— Похоже, здесь схлестнулись такие силы, о которых у вас в Верланде не имеют ни малейшего понятия, — сказал он наконец. — И хотя алхимики, астрологи и маги древности немало говорили о них, но глас их и тогда уже был подобен гласу вопиющего в пустыне! Ведь это же смешно — у вас, в Верланде, считается верхом экстравагантности говорить, что «и у них есть немало разумного»! Как будто суть постижима разумом!
— У них везде так, — подал голос дядя Мефодий, или, вернее, Фаланд. — Кто хочет познать или описать что-либо живое, старается сперва изгнать из него дух, а потом расчленить на части и подержать их в руках[1]. Это у них называется аналитическим методом исследования.
Мерлин весело рассмеялся.
— Это бы еще полбеды, если бы они делали только это, — сказал он. — Хуже другое. Они же только и делают, что переисполняют свой мир на свой дурацкий вкус. Ну, да ты же видел их города. Желающий жить в ихнем городе подлежит заточению в каменный мешок, ха-ха!
Фаланд внезапно посерьезнел.
— А если бы не фаэри, то здешние люди были бы ничуть не лучше, — медленно произнес он. — И если Проклятые Короли добьются-таки своего, и фаэри уйдут — то так будет и здесь! Причем здесь все пойдет даже быстрее. Эпоха, ты сам знаешь, близится к концу, сейчас возможно все.
Мерлин долго молчал.
— Да-а… — произнес он наконец. — Невеселую ты нарисовал картину.

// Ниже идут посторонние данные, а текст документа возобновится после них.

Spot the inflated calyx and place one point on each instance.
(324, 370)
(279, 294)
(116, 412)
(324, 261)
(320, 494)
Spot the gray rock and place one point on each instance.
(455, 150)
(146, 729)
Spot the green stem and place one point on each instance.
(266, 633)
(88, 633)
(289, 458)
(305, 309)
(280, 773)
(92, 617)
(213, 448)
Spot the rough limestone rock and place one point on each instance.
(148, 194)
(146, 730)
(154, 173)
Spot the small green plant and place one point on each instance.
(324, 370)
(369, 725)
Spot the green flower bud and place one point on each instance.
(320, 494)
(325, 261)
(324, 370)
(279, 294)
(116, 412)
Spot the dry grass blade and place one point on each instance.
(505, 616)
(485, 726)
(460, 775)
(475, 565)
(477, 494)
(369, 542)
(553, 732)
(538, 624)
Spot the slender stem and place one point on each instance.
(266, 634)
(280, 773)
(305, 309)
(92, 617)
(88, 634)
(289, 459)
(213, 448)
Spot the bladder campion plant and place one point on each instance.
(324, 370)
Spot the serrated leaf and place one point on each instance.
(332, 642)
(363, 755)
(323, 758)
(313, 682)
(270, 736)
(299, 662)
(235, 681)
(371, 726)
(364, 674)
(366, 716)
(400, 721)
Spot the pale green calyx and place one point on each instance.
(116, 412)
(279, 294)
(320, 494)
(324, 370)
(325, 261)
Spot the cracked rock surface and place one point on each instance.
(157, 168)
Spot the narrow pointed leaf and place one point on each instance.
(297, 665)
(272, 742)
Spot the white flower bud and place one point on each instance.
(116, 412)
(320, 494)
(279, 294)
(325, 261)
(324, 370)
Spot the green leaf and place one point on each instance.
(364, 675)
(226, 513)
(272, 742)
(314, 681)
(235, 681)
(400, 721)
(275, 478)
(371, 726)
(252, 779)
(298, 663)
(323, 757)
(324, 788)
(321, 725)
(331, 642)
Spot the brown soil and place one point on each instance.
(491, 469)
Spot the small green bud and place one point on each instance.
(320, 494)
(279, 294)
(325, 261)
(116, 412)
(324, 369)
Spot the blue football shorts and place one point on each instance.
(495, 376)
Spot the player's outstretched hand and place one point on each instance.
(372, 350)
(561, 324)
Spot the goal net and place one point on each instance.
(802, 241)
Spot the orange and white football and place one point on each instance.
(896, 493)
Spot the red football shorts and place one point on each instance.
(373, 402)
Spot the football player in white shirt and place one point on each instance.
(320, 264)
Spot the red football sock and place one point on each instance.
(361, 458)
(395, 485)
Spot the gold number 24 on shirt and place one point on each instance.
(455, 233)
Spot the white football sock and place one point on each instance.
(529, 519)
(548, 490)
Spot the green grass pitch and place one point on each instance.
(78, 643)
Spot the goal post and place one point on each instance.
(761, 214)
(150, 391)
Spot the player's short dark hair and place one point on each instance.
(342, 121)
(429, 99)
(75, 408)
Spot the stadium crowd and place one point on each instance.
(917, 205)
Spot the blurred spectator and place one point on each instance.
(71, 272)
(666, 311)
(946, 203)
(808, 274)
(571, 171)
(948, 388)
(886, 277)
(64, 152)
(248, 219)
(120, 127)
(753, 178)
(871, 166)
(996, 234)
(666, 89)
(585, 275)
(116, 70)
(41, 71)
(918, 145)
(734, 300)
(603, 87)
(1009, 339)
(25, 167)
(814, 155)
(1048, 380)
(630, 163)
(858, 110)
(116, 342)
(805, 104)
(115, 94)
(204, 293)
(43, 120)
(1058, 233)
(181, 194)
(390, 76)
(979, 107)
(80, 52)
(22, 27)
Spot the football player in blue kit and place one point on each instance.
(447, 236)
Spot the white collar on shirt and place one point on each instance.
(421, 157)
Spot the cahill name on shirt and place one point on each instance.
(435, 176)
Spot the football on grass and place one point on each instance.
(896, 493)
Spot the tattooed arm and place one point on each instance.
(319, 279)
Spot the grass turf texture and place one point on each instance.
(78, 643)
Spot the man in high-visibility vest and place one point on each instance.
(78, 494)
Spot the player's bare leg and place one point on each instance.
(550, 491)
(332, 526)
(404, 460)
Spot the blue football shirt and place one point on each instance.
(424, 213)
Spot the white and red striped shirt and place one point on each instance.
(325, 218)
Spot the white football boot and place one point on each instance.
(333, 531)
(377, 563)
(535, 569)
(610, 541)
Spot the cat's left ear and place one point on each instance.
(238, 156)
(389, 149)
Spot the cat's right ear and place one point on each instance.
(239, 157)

— Зато реальную. Ты знаешь, что в Верланде тоже были свои фаэри? — обратился ко мне Фаланд.
— Феи? — догадалась я.
— Феи, эльфы, дриады, наяды, да мало ли! Кстати, ты же знаешь Славомира и Тилиса, оба они — фаэри, причем одного племени. И Нельда, жена Тилиса, тоже фаэри, только он — из племени Огня, а она — из племени Воды. Есть еще племя Земли и племя Воздуха, но они живут очень далеко отсюда.
— А Артур? А дядя Лем?
— Они — люди. Вот только мало найдется во всем Верланде людей, подобных Артуру.
— А… вы?
— А мы — из племени Древних Мастеров.
Было это во дни Атлантиды, о коих в Верланде известно лишь из преданий. Велик и славен был народ этой страны, но пал, сраженный не руками врагов, а собственной своей гордыней.
Жили тогда в Атлантиде смертные люди и бессмертные фаэри. Люди сотворены короткоживущими, но по смерти покидают сей мир и уходят, чтобы вновь воплотиться в ином бытии. Фаэри же не знают старости, но навек привязаны к этому миру, ибо созданы они для того, чтобы его хранить и беречь.
Но случилось так, что люди Атлантиды в непомерной своей гордыне возжаждали еще и бессмертия.
— Поймите! — говорили им фаэри. — Наше бессмертие — не дар, а суть наша: ее нельзя ни переисполнить, ни отдать другому. И мы тоже смертны, мы только не знаем старости, но нам ведомы болезни, и нас можно убить. Вам же Всеединый даровал иное: дар забвения, избавления от тяжелой и порой непосильной ноши, именуемой жизнью — нам, бессмертным, ее не сбросить! Вы странники в этом мире, но главный ваш путь — это путь от себя к себе, так будьте же сами собой!
— Что ж! — ответил король людей. — Пусть так и будет. И благословен будь Всеединый за то, что не создал он нас бессмертными.
— Благословен будь господь наш за то, что мы не такие, как эти фаэри, — загнусавили жрецы. — Люди, будьте людьми! Будьте сами собой! Любите сами себя! Упивайтесь сами собой!
Собственные свои изображения воздвигали во храмах люди Атлантиды, и в честь себя совершали они богослужения. И Пустота поселилась в их сердцах, и так проникла она в Верланд.
Зло, по крайности, порождает зло. Пустота же и того не порождает, ибо она способна только разрушать. И Атлантида была разрушена, и едва устоял тогда Верланд. А если бы не устоял он тогда — не устояло бы и Мировое Древо.
Вот тогда-то Младшие боги, повинуясь воле Всеединого, создали Мидгард. А Древние Мастера были его первыми строителями, их создали боги, чтобы они обустраивали этот еще юный мир.
А потом были созданы фаэри, чтобы хранить мир сотворенный, и помещены были четыре племени фаэри в Иффарине, на берегах Озера Пробуждения, у подножия Пламенной Горы.